How to design an onboarding experience that sticks
In today’s hybrid, fast-moving workplace, onboarding is about so much more than paperwork and tech setup. It’s your first and best chance to shape how new hires feel, think, and act. Done well, onboarding is a cultural accelerant that embeds values and sets behavioural expectations from day one. Using our Inspire, Train, Sustain (ITS) framework, here’s how to design a 90-day blended onboarding experience that sets new starters up for success - even when onboarding remotely.

Embed culture at scale
Phase 1: INSPIRE
Create belonging and the motivation to contribute.
Why it matters:
Hiring is a two-way street, and it’s critical that your new starter feels that they’ve made the right decision about where to work. Connecting with them early can reduce their nerves, boost engagement, and give them a taste of your culture before work begins.
What to deliver:
- Welcome kit (digital + physical): Create anticipation with branded swag, a personal note from the manager-to-be, and a function/business-unit-specific welcome video.
- Welcome event: Formalise inclusion into the ‘group’ with a live session to share your company’s story, values, and impact. Is cross-team collaboration important to your culture? Bring new starters together to facilitate connection and collaboration early on.
- Buddy system: Pre-assigned peer contact with intro message and scheduled check-ins.
- Team norms canvas: A structured activity to co-create working expectations. Share the non-negotiables (e.g. rules around meetings, deadlines) and discuss their preferences (e.g. preferred communication styles, decision-making norms). Is accountability a desired behaviour? Balancing clarity with autonomy builds accountability early.
- Self-led exploration: We retain more when we piece things together ourselves versus being told. So give your new starter a series of questions to find the answers to across various systems, helping them build a map of company knowledge.
Phase 2: TRAIN
Build confidence and role-readiness.
Why it matters:
In this phase, clarity and capability are everything. New hires need to understand their role, master key tools, and see a path to success. Without structure, ambiguity and overwhelm can undermine early performance.
What to deliver:
- Skill self-assessments: Build self-awareness with a diagnostic tool that assesses where a new starter is against the critical skills for their role, revealing strengths and areas for development to tailor their onboarding plan.
- Role-specific learning pathways: Curate and create the necessary content and job tools that new starters need to succeed, using self-serve digital methods wherever possible to unlock onboarding at scale. Personalisation is critical - there’s nothing more confusing in the first month of a new role than training that isn’t relevant to your role.
- Simulated practice challenges: Realistic tasks with feedback so new starters can practice in a safe space.
- 30/60/90-day success plan: Co-create specific goals and milestones with their manager, with coaching sessions built in along the way.

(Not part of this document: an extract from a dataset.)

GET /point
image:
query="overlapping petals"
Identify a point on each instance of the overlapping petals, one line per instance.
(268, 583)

- Live Q&A sessions: Regular ‘drop in’ spaces where all questions are welcome - whether they’re about the feedback culture, the specifics of a particular task, or how the canteen works.
Phase 3: SUSTAIN
Reinforce culture, habits and high performance over time.
Why it matters:
By day 45, the initial glow fades and real work (and friction) begins. Without reinforcement, good intentions can slip. Frequent learning moments and ongoing support will sustain desired behaviours for the long-term.
What to deliver:
- Micro nudges: Bi-weekly messages reinforcing key cultural behaviours (e.g. “Our feedback habit: Ask before you give”)

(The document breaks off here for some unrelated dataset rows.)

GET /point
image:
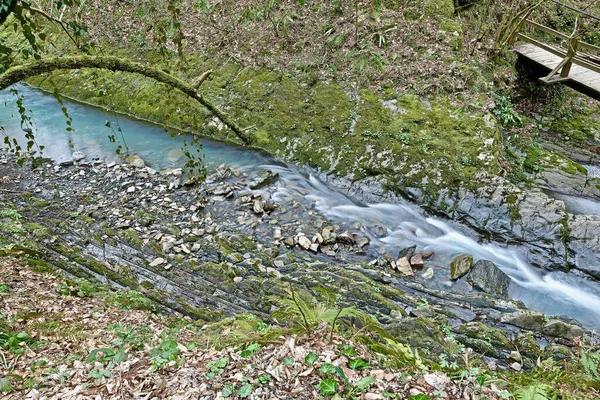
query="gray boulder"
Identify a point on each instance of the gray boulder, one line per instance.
(486, 276)
(263, 178)
(532, 320)
(460, 266)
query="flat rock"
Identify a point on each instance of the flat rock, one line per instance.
(304, 242)
(558, 328)
(263, 178)
(416, 261)
(404, 267)
(158, 261)
(526, 319)
(486, 276)
(135, 161)
(460, 266)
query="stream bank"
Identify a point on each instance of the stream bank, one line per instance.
(206, 252)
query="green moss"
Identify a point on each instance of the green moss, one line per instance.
(131, 237)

- Manager check-in toolkit: Templates and discussion prompts for both managers and new starters, to facilitate reflective, growth-focused 1:1s at 30, 60, and 90 days.

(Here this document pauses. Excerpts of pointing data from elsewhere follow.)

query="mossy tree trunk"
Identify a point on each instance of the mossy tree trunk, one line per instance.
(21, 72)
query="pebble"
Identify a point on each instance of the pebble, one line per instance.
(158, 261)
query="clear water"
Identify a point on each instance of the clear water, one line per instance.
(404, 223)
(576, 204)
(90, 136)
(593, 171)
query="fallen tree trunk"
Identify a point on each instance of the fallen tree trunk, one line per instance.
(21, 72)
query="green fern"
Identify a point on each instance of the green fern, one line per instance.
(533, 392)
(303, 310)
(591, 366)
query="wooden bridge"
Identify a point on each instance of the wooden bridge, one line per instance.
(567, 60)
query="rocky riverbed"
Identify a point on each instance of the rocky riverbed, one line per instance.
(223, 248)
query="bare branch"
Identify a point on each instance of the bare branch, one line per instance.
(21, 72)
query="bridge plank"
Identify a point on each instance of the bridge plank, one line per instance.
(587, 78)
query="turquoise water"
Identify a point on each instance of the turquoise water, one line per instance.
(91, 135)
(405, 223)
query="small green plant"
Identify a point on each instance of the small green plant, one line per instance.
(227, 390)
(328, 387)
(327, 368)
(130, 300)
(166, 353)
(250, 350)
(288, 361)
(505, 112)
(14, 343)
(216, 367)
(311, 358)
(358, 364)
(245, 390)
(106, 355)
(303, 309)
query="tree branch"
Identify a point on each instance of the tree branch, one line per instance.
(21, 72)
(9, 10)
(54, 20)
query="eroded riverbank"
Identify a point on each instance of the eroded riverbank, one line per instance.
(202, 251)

- AI chat-bot: A first port of call for questions about the company culture and ways of working as they come up.
- 90-Day reflection and recognition session: Digital badge, public praise, or shared lessons to close the loop.
Inspire:
Create belonging and the motivation to contribute.
Train:
Build confidence and role-readiness.
Sustain:
Reinforce culture, habits and high performance over time.
The impact of exceptional onboarding
Book a callGreat onboarding doesn’t just welcome people, it transforms them.
When you Inspire, Train, and Sustain your new hires, you’re not just delivering information. You’re shaping belonging, building confidence, and embedding culture, setting new starters up for success.